Namen & Neues
Für bis zu 5000 Zuschauer: Der Livestream aus der BVV kommt (näher)
Veröffentlicht am 07.09.2023 von Boris Buchholz
Jetzt ist es geschehen: Die Serviceeinheit Facility Management des Bezirksamts, die Verwaltung der bezirkseigenen Gebäude ist bei Bürgermeisterin Maren Schellenberg (Grüne) verortet, sucht nach einer Firma, die das Parlamentsfernsehen à la Steglitz-Zehlendorf realisieren soll. Über eine eigene Website sollen künftig die Sitzungen der Bezirksverordnetenversammlung in die Wohn- und Arbeitszimmer, in die Küchen und auf die Smartphones der Bürgerinnen und Bürger übertragen werden. Bestehende Videoplattformen wie YouTube werden als Plattformen des Rathausfunks explizit ausgeschlossen.
Fernsehverwöhnte Zuschauerinnen und Zuschauer werden etwas enttäuscht sein: Zwar sollen alle Rednerinnen und Redner per eingeblendeten Bauchbinde zu identifizieren sein, doch bleibt das Bild statisch: „Der Aufnahmebereich soll nur das Rednerpult erfassen, es ist eine Videokamera ausreichend.“ Die rasante Kamerafahrt durch den Saal oder der schnelle Schnitt vom oppositionellem Kritiker zur Nahaufnahme auf das Gesicht der Bürgermeisterin wird ein cineastischer Traum bleiben.
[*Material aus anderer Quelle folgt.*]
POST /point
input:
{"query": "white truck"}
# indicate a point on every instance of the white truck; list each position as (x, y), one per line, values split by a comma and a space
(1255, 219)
Weder Zuschauerraum noch Mitarbeitende des Bezirksamts sollen gezeigt werden. Und wenn ein Bezirksverordneter oder eine Bezirksverordnete keine Übertragung wünscht, dann muss der Dienstleister auf Knopfdruck die Übertragung beenden können – weder Ton noch Bild sollen dann aus dem Rathaus übertragen werden. Wer am Bildschirm seine Volksvertreter bei der ehrenamtlichen oder seine Bezirksregierung bei der hauptamtlichen Arbeit beobachten möchte, sieht dann schwarz.
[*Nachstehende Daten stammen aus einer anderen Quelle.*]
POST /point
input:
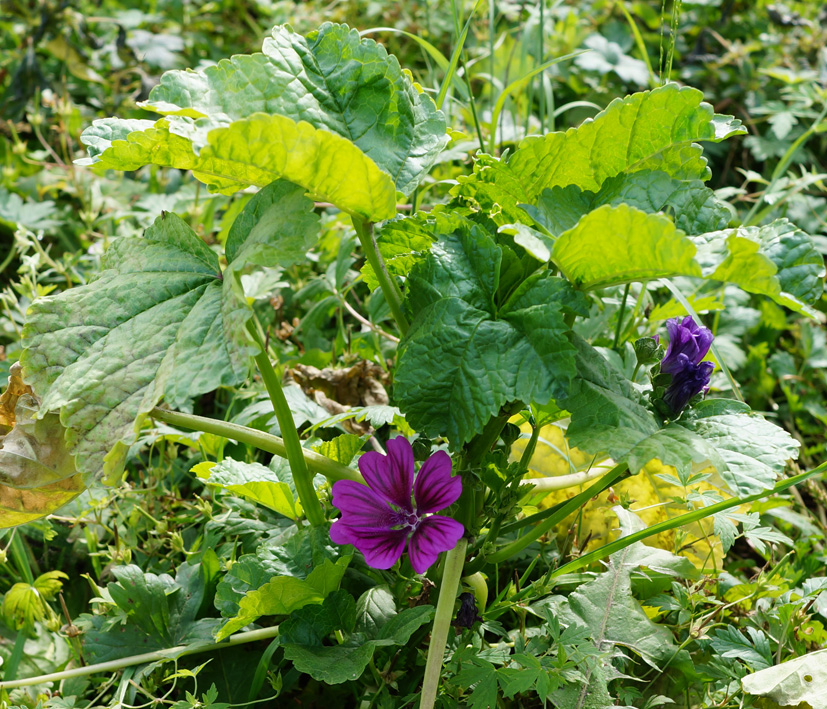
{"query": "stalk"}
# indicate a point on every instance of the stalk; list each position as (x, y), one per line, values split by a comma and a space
(454, 561)
(681, 520)
(317, 463)
(617, 473)
(293, 447)
(132, 660)
(390, 289)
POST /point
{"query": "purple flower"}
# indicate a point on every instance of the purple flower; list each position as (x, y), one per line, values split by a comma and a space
(381, 518)
(686, 338)
(688, 345)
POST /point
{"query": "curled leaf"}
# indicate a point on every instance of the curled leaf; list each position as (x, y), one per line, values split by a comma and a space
(37, 473)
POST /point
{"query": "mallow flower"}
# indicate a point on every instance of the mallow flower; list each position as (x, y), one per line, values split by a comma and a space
(394, 509)
(688, 345)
Für bis zu 5000 Menschen. Allerdings blickt die Bezirksverwaltung dennoch frohgemut in die Zukunft: „Datentraffic für bis zu 5000 Teilnehmende pro Veranstaltung muss möglich sein“, heißt es optimistisch im Text der Ausschreibung. Zum Vergleich: Wenn es bisher richtig voll im Bürgersaal ist, harren einhundert Menschen den wortgewandten Reden der männlichen wie weiblichen Bezirksparlamentarier. „Durch den Livestream soll ein breiteres Publikum erreicht werden“, wird in der Ausschreibung als Ziel angegeben.
Wer zu spät kommt, kann nicht „nachgucken“. Gespeichert wird die Übertragung aus dem Rathaus nicht. „Der Livestream ist für den Zuschauer nur während der Sitzung erreichbar und ist danach nicht mehr verfügbar“, lautet die Anforderung.
Bis zum 28. September können sich einschlägig bewanderte Firmen um den Auftrag bewerben. Beginnen soll die Übertragungsarbeit bereits am 16. Oktober – zwei Tage später könnte die neue Rathaus-Kamera bereits zum ersten Mal ihren Dienst versehen: Dann treffen sich die Bezirksverordneten turnusgemäß zur Oktober-Sitzung. Es könnte die erste BVV nach Corona mit Live-Bild werden. Dann wäre nur Spandau noch ohne Kamera – es wäre ein Meilenstein der südwestlichen Parlamentsgeschichte.